De son côté, Isaac Asimov appuie son cycle Fondation sur la psycho histoire, science prédictive qui doit permettre de régir l’Empire Galactique. Asimov est surtout célèbre auprès du grand public pour avoir popularisé la cybernétique et rédigé et explicité les « trois lois de la robotique ».
Cependant, Frank Herbert dépeint, dans un style élégant et vif, l’univers des « Fremen ». La saga de Dune laisse une empreinte profonde : sens de la parabole et des images flamboyantes, qui inspirèrent Georges Lucas pour La Guerre des Etoiles [Star Wars] ; richesse du vocabulaire émaillé de termes judicieux, empruntés à la langue arabe entre autres, ou bien inventés.

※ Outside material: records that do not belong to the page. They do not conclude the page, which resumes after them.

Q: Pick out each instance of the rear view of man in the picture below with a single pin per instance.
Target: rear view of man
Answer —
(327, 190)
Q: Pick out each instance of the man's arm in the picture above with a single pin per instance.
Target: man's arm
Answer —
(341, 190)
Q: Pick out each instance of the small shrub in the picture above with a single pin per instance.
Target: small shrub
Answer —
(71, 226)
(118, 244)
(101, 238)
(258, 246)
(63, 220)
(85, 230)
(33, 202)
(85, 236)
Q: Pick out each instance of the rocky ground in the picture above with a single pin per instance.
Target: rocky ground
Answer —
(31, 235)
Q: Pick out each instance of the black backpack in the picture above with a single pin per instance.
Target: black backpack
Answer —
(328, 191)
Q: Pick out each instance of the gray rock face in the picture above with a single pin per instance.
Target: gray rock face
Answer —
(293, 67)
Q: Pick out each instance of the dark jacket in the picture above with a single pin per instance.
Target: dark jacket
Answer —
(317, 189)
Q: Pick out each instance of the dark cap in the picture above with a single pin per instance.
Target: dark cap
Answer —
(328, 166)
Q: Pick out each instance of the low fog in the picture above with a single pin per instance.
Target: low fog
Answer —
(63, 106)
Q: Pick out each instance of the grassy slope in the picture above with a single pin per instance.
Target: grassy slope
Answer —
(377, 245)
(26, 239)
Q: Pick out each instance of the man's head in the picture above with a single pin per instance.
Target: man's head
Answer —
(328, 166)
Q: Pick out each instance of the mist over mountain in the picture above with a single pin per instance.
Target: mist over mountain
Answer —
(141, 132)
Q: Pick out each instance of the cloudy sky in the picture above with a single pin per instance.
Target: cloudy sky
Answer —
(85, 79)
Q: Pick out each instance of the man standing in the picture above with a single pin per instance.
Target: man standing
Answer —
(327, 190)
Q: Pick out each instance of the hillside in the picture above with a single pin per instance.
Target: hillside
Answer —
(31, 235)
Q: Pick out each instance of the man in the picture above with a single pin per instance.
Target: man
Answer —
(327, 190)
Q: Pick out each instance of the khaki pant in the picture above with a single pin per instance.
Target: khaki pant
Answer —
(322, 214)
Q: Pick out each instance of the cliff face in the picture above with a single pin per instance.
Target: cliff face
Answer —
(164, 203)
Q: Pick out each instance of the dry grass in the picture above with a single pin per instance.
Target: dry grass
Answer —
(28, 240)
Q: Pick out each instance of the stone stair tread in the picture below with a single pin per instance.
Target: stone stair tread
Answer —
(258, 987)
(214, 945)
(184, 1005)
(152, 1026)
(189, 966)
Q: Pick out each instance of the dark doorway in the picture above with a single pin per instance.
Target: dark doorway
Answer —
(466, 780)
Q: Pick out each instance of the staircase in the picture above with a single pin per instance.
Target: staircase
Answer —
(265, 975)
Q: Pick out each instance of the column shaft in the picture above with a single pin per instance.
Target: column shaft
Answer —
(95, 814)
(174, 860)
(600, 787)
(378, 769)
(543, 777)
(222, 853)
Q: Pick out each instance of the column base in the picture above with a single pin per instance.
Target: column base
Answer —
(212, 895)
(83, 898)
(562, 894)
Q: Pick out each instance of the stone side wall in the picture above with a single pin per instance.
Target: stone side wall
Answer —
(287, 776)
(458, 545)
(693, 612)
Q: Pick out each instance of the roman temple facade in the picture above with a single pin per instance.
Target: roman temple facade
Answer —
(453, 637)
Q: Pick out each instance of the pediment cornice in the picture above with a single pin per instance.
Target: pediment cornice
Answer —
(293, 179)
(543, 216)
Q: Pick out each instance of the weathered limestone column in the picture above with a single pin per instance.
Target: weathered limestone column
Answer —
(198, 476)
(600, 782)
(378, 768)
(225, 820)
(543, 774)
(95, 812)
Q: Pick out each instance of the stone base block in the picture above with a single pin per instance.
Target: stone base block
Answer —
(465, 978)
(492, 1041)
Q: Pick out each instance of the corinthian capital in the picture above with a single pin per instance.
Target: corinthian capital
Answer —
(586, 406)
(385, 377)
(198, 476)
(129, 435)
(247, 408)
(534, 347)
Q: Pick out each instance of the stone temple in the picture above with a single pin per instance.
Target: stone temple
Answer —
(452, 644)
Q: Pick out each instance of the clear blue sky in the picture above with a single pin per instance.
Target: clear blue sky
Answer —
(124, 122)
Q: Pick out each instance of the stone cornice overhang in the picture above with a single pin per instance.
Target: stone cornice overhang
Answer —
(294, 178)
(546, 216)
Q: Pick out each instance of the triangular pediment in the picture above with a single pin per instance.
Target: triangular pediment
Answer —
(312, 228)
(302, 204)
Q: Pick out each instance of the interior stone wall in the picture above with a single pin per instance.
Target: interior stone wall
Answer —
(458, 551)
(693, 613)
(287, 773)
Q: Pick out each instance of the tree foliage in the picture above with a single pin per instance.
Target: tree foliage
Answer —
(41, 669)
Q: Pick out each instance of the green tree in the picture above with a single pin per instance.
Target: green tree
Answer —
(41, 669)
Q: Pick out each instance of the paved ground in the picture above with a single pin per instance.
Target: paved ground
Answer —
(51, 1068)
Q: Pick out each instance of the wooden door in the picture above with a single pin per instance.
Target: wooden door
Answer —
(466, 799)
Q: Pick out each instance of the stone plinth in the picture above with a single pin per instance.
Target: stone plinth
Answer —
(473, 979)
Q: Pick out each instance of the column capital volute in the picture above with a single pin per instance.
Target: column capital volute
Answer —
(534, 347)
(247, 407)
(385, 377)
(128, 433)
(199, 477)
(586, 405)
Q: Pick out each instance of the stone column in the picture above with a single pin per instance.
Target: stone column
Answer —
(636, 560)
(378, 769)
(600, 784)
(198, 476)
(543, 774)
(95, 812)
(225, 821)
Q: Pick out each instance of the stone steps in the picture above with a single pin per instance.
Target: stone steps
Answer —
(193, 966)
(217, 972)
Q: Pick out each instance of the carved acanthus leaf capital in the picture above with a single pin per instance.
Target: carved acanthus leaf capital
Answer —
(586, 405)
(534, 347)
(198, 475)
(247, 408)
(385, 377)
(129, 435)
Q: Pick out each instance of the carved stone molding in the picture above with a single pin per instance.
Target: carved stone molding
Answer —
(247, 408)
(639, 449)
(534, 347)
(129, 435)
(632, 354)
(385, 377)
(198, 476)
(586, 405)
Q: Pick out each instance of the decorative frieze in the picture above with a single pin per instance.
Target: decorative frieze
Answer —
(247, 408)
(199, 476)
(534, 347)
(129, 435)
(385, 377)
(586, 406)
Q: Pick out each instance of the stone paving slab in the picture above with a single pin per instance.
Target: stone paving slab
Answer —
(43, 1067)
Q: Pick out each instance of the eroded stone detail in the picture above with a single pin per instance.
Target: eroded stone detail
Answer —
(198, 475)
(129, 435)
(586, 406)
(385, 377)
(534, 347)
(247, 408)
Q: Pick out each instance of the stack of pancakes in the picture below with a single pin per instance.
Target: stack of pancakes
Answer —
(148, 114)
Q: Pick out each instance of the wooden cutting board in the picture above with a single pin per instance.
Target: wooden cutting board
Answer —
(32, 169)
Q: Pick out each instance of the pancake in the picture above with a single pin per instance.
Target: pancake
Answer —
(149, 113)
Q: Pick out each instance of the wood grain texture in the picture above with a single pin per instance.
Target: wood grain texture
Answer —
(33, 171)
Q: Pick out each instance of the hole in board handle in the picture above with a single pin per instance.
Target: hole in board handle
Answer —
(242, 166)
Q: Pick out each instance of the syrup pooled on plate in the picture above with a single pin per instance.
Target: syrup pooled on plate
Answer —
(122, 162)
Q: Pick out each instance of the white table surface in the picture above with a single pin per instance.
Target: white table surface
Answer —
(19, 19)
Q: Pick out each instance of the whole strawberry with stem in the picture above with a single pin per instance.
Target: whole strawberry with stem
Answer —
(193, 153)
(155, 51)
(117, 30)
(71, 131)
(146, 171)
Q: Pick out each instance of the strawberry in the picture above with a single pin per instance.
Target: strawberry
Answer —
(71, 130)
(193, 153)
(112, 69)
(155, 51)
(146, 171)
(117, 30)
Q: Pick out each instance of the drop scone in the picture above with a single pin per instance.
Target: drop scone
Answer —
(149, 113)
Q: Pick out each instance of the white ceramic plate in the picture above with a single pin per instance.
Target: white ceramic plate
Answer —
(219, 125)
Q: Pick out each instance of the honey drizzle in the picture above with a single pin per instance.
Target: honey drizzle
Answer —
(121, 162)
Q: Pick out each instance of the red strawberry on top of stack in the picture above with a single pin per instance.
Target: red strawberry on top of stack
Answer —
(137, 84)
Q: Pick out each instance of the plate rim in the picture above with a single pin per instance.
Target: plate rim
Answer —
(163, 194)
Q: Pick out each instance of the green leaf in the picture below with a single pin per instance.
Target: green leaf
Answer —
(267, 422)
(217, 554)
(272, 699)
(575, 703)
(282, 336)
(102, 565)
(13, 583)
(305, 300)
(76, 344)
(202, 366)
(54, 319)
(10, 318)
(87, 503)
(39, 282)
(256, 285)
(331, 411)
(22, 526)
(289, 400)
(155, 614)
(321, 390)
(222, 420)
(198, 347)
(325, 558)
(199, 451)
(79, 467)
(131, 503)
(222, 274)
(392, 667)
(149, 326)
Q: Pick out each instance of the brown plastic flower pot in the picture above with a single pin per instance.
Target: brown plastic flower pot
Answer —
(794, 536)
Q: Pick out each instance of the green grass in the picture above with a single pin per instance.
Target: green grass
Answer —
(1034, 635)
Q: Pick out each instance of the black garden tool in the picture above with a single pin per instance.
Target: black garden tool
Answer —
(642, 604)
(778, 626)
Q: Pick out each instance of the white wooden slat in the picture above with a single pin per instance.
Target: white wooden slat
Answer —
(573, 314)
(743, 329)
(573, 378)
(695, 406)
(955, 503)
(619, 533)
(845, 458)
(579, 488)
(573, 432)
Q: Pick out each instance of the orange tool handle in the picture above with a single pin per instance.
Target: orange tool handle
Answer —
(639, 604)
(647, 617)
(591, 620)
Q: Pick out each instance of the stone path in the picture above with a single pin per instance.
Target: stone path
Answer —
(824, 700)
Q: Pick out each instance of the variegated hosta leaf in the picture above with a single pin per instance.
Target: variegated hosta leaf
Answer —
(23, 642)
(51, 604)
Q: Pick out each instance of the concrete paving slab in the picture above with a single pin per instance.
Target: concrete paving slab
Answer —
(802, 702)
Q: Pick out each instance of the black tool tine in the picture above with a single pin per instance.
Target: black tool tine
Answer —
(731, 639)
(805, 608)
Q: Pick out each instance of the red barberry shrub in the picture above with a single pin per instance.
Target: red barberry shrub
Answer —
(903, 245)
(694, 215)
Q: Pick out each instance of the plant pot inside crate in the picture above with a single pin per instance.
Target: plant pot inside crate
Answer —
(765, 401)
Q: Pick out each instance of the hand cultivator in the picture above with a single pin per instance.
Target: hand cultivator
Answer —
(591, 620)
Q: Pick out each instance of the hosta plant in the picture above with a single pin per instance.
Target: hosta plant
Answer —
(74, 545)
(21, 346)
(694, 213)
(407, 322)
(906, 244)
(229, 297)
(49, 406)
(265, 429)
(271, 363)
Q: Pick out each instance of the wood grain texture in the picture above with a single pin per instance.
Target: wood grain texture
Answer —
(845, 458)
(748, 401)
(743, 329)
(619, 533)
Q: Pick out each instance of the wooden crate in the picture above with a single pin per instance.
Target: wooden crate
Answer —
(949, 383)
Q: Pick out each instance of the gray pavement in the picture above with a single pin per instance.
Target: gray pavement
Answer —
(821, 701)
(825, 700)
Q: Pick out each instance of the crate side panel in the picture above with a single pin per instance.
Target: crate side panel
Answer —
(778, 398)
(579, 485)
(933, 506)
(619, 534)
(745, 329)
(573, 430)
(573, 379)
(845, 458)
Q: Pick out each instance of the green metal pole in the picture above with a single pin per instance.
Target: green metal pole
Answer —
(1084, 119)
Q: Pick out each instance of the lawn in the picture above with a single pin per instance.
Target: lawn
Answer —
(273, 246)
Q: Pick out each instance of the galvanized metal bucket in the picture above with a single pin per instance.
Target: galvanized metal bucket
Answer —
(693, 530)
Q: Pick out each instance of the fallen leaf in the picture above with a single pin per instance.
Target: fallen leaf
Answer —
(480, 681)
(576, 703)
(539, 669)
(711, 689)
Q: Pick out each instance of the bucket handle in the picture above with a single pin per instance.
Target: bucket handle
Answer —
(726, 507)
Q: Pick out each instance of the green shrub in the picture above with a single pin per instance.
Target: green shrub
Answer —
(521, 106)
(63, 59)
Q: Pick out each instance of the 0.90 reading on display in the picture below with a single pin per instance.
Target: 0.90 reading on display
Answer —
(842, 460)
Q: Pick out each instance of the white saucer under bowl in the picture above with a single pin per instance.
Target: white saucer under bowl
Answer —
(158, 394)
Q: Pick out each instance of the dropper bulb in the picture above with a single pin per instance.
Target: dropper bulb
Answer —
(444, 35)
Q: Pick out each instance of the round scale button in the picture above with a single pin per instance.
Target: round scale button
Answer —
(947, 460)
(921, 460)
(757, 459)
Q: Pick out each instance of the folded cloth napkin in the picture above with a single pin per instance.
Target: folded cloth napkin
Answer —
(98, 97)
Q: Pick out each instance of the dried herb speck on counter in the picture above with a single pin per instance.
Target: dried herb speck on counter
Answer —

Dès lors, on pourrait se livrer à un jeu qui consisterait à placer J.-C. Pichon parmi ces auteurs, ainsi que quelques autres qui furent aussi ses contemporains, par exemple :
— Robert Silverberg (Les Monades Urbaines, L’Homme stochastique)
– Michael Moorcock (Voici l’Homme)
– Ursula K. Le Guin (La Vallée de l’Eternel Retour)
– Samuel Delany (Babel 17)
– Daniel Galouye (L’Homme Infini)
– John Brunner (Le Troupeau aveugle)
– Ian Watson (L’Enchâssement)
– Charles Harness (La Rose).
Et, plus près de nous :
– John Barnes (La Mère des Tempêtes) 1994
– Don DeLillo (Cosmopolis) 2003.
Tous ces auteurs partagent, peu ou prou, les préoccupations qui animaient J.-C. Pichon. Dans quels domaines ? C’est là que le jeu devient passionnant. Ces domaines sont nombreux. Les propos de J.-C. Pichon concernant ces auteurs montraient à quel point il était en phase avec eux : véritablement, la S.-F., la sienne et celle des auteurs anglo-américains de cette époque, étaient en mesure d’appréhender les changements majeurs de leur temps et du siècle à venir : technologies, écologie, médecine, ethnologie, religions et, plus généralement, mythes (Justice, Gémellité, Liberté).
Les qualités littéraires de certains (P. K. Dick, Herbert, Ursula Le Guin, Watson, Harness, DeLillo) rivalisaient avec celles des auteurs « classiques ».
Lors de nos discussions — animées —, J.-C. Pichon se montrait, avec raison, critique quant au style. Pourtant, il savait mettre en lumière une trame prophétique, une ouverture vers une société nouvelle, ou un changement plausible dans les mœurs de demain… Cette attitude enrichissait l’auditoire, fascinait ses amis — dont je fus. Ainsi, nous apprenions que tel roman « populaire » contenait parfois des pépites[2]. La paralittérature trouvait asile dans la bibliothèque de J.-C. Pichon. Cette ouverture d’esprit est à mon sens la marque d’un maître à penser authentique.
On ne peut donc qu’être reconnaissant vis-à-vis des Editions L’Œil du Sphinx d’avoir réédité Les Témoins de l’Apocalypse.
Je crois avoir été l’un des premiers à présenter ce roman lors d’un colloque universitaire du CERLI[3] en 1989, à Toulouse. Voici le texte de cette communication avec les citations que j’ai puisées dans la première édition de l’ouvrage. Le lecteur retrouvera sans peine, j’en suis sûr, ces mêmes lignes dans l’édition nouvelle.
Jean-Paul DEBENAT
Juillet 2016
[1] La Faune de l’Espace, roman (darwinien ?) d’A. E. VAN Vogt, 1950.
[2] Critique de Les Enfants de Damia, roman d’Anne Mc Caffrey, revue Présences d’Esprits, mai 1977.
[3] CERLI : Centre d’Etudes et de Recherche des Littératures de l’Imaginaire.